That, at a first glance, would also seem to apply to Kara Bogaz, the book with which Konstantin Paustovsky made his breakthrough as a Soviet writer in 1932.
I started reading it soon after I moved to Moscow as a correspondent, as part of my attempt to get to know the former Soviet Union. That I reached for Paustovsky first was not unusual: he was considered the master chronicler of the Russian Revolution, the civil war that followed and the early years of socialism. Every correspondent in Moscow dreamed of being able to send home dispatches from the front line of history the way he had.
Kara Bogaz, in Paustovskys own words, is about the annihilation of the desert. To this end, he notes, a group of enthusiastic Five-Year-Planners has been working on an industrial salt-extraction plant on the east coast of the Caspian Sea. A complex of this sort will deal the desert a fatal blow. Around it, with the reclamation of water and oil and the mining of anthracite, there will arise oases from which a systematic campaign against the plains of sand can be launched.
Once youre past the cover and title page, but before youve reached the first chapter, a map shows the setting in which you are about to find yourself: the bay at Kara Bogaz resembles an infant at the breast of a woman bent with care the Caspian Sea. The umbilical cord is still intact. At a glance, the surrounding countryside would appear to consist only of empty desert and nameless highlands. The closest points of reference are the Volga delta and the Aral Sea, both nearly five hundred kilometres away.
Paustovsky quotes a naval report from a lieutenant by the name of Zherebtsov, a cartographer in the service of the tsar: I hasten to report, Sire, that I have fulfilled your request and will bring with me two extremely rare birds, which I shot myself in the bay at Kara Bogaz. Our ships provisioner saw fit to mount them both and they are now in my cabin.
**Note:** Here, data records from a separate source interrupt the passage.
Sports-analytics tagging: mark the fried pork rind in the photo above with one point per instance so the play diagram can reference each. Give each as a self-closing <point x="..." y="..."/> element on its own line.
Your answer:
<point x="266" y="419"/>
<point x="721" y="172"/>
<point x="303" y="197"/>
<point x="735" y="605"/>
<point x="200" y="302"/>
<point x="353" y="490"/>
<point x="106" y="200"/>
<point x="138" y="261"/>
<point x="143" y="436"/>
These birds originate in Egypt, they are called flamingoes, and they bear a coat of feathers of the finest pink.
In this naval scouts wake, Paustovsky leads you on an exploration of the southernmost boundaries of the Soviet Empire.
You, the reader, are free to consult the map a hundred times as often as Lieutenant Zherebtsov might pull out his sextant to take the altitude of a star. These intermittent sightings help to keep the story on course, with a straight wake spreading behind.
Or so you might suppose. But there is something peculiar about the geography in Paustovskys book. I kept flipping back to the map at the front and couldnt stop looking at it. The bladder-shaped inland sea called Kara Bogaz seemed improbably large to me. If that bay, which Paustovsky claims has 800 kilometres of coastline, is really as prominent as the map would lead us to believe then why had I never noticed it before?
From an unemployed geologist in a Moscow metro tunnel I bought a set of four rollable maps. Their combined wingspan was two metres twenty, and they covered all eleven time zones of the former Soviet Empire. From Kaliningrad in the west to the Bering Strait before Alaska.